The head and shoulders pattern is by far my favorite way to trade reversals in the Forex market. They don’t come around often but when they do the profits can be considerable.
It isn’t abnormal to see moves of 500 pips or greater from these patterns. We’ll take a look at one that formed on the GBPJPY that resulted in a very profitable 1,800 pips.
But what actually qualifies as a head and shoulders? Where should it form on a chart and what attributes does it need to have?
Then there are the questions about entries, exits and of course the often-confusing measured objective. All of these unknowns can lead to an endless stream of confusion.
If you find yourself asking these same questions, then you’re in luck.
By the time you finish this lesson, you will know how to identify the very best reversals and how to enter and exit for a profit. I’ll even show you how to determine a measured objective so you can squeeze out as much profit as possible while managing your risk.

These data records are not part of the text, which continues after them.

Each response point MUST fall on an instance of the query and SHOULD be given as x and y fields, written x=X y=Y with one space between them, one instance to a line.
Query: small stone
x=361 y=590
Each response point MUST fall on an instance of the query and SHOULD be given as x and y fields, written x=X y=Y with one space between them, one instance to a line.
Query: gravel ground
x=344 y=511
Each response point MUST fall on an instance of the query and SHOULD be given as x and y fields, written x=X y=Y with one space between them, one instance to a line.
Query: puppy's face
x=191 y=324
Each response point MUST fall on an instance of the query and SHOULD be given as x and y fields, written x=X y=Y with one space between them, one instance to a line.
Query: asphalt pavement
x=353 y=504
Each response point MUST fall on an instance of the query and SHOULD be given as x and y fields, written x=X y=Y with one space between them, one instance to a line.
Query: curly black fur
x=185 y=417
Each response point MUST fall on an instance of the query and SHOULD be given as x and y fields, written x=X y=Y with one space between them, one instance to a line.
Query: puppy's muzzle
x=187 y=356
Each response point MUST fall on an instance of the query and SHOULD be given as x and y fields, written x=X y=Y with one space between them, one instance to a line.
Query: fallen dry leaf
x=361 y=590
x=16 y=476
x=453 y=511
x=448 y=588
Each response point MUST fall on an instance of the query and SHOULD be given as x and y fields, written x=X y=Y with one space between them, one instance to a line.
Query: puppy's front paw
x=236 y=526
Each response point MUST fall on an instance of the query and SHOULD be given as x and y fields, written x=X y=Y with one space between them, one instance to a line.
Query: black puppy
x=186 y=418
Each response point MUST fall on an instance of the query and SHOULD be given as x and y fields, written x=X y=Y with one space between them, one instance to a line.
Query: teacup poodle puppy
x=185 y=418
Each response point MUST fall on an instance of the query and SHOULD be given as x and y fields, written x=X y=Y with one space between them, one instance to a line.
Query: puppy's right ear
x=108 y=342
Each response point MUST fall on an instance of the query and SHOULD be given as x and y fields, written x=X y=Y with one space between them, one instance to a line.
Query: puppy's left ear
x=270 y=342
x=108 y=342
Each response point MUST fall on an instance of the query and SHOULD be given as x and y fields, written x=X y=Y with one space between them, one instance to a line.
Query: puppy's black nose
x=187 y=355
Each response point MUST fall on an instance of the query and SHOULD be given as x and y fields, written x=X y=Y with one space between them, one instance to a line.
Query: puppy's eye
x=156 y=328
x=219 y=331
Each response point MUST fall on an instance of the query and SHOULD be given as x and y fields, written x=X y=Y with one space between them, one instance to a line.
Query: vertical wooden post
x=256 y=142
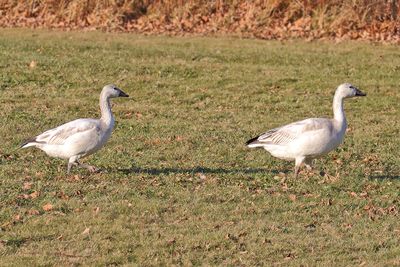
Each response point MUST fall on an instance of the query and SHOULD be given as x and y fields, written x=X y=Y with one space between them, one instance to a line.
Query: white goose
x=82 y=137
x=307 y=139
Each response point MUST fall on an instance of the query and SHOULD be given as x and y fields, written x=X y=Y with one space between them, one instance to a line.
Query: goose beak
x=359 y=93
x=122 y=94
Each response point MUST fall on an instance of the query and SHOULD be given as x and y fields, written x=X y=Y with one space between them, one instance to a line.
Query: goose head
x=347 y=90
x=112 y=91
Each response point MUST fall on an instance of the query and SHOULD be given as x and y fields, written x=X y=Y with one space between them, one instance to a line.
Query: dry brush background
x=266 y=19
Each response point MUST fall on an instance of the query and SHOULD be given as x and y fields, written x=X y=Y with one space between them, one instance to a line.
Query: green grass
x=181 y=188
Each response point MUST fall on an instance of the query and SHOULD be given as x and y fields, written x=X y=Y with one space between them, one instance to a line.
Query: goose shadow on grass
x=198 y=169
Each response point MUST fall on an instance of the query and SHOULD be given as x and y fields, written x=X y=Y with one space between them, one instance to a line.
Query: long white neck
x=338 y=110
x=106 y=115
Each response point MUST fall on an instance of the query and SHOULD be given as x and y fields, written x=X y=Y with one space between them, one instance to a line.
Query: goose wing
x=288 y=133
x=60 y=134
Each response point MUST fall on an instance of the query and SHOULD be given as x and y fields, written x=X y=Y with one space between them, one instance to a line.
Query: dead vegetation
x=266 y=19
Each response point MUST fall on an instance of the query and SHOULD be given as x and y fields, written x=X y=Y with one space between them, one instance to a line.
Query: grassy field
x=179 y=185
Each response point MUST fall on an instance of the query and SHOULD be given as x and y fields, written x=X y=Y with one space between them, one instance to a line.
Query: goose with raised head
x=304 y=140
x=82 y=137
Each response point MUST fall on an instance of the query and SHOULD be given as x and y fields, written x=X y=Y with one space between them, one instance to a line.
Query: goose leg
x=308 y=163
x=298 y=162
x=90 y=168
x=72 y=161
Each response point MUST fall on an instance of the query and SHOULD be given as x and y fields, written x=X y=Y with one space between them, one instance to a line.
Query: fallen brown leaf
x=47 y=207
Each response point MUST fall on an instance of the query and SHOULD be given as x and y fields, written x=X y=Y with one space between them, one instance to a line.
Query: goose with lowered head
x=82 y=137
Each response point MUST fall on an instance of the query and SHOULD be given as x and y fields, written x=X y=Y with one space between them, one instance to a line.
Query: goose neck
x=338 y=110
x=105 y=108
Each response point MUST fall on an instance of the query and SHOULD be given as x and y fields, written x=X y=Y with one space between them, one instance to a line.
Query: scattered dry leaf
x=33 y=64
x=27 y=185
x=86 y=231
x=34 y=194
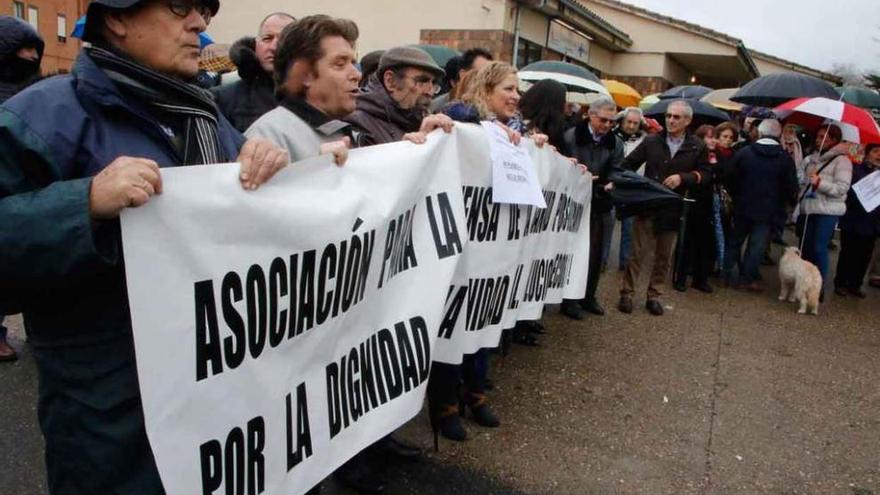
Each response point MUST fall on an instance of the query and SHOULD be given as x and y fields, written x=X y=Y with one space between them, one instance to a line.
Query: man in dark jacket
x=396 y=99
x=762 y=180
x=246 y=100
x=592 y=143
x=678 y=160
x=75 y=151
x=21 y=50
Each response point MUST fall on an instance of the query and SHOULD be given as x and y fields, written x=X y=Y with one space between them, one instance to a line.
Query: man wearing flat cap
x=396 y=100
x=75 y=151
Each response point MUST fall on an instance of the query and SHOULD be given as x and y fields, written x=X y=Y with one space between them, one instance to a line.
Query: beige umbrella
x=720 y=98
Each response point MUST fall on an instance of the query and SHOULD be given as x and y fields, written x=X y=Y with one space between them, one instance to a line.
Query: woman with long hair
x=828 y=174
x=488 y=94
x=700 y=244
x=725 y=136
x=543 y=110
x=859 y=230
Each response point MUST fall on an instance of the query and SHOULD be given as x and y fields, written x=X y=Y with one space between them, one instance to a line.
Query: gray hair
x=770 y=128
x=688 y=110
x=628 y=110
x=602 y=103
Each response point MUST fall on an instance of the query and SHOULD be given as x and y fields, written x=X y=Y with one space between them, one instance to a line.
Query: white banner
x=281 y=331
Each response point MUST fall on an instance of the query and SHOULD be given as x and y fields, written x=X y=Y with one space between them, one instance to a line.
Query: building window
x=528 y=52
x=62 y=28
x=34 y=17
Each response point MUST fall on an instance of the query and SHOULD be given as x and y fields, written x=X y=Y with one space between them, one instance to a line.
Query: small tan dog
x=800 y=280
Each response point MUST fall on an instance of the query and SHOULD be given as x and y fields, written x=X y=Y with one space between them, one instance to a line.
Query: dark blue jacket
x=65 y=272
x=762 y=180
x=856 y=219
x=602 y=157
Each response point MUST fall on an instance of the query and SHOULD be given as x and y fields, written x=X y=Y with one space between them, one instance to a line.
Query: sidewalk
x=727 y=393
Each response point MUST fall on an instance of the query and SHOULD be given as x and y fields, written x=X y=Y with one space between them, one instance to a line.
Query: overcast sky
x=816 y=33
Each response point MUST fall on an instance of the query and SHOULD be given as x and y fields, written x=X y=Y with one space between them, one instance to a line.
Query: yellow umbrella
x=720 y=98
x=624 y=95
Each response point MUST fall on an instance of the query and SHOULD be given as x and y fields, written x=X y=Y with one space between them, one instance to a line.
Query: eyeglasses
x=182 y=8
x=426 y=81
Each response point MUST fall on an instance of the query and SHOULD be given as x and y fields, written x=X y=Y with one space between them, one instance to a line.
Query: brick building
x=54 y=19
x=614 y=39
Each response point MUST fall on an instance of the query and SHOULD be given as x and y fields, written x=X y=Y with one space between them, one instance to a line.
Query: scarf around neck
x=186 y=107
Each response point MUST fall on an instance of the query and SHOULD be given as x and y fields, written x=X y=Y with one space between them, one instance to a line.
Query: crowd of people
x=77 y=149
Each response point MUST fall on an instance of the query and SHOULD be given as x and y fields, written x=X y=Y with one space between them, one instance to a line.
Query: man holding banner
x=76 y=151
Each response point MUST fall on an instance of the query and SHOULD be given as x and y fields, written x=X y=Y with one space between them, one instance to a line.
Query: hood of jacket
x=14 y=35
x=583 y=136
x=244 y=55
x=830 y=155
x=376 y=102
x=768 y=148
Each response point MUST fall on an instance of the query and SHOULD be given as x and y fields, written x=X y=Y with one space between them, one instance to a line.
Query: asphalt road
x=726 y=393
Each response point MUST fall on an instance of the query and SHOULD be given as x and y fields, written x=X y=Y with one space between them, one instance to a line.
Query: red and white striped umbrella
x=857 y=125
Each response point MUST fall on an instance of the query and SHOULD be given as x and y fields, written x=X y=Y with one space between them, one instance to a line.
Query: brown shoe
x=7 y=353
x=625 y=305
x=755 y=287
x=857 y=293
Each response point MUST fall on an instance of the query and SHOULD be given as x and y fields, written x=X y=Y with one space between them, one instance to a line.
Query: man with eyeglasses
x=678 y=160
x=396 y=101
x=593 y=144
x=76 y=151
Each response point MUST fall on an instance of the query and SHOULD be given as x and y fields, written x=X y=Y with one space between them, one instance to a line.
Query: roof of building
x=709 y=33
x=594 y=17
x=794 y=65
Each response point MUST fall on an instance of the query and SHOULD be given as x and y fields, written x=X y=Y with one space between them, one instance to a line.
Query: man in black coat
x=246 y=100
x=593 y=144
x=678 y=160
x=21 y=50
x=762 y=180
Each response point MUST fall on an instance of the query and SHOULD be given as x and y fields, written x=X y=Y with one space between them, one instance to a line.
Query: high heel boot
x=446 y=421
x=480 y=410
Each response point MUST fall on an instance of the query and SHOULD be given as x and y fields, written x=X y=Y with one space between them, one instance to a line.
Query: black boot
x=480 y=410
x=359 y=476
x=591 y=305
x=447 y=422
x=571 y=309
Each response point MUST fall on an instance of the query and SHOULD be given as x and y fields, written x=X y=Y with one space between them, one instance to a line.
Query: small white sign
x=513 y=172
x=868 y=191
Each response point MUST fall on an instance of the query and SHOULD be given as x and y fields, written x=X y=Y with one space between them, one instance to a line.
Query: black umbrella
x=636 y=195
x=562 y=68
x=703 y=112
x=775 y=89
x=689 y=92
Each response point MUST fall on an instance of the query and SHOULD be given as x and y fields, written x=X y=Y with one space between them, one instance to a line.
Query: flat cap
x=408 y=56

Before you can trade it, you must first know the key attributes of the pattern. That way you can easily spot the most favorable head and shoulders to trade.
Let’s start with the illustration below.
As you can see from the drawing above, the head and shoulders pattern has five attributes.
In order of occurrence, they are:
Notice that I placed the “neckline” last. At first, that may seem like a mistake.
However, we need both shoulders and the head of the pattern before we can identify the neckline. If that sounds confusing, don’t worry. It will make more sense as you progress through the lesson.
Now let’s discuss each step in greater detail.
The very first part of a head and shoulders pattern is the uptrend. This is the extended move higher that eventually leads to exhaustion.
As a general rule, the longer the uptrend lasts, the more substantial the reversal is likely to be.
The market moves down to form a higher low. At this point, things are starting to come together, but we don’t quite have enough to draw the neckline.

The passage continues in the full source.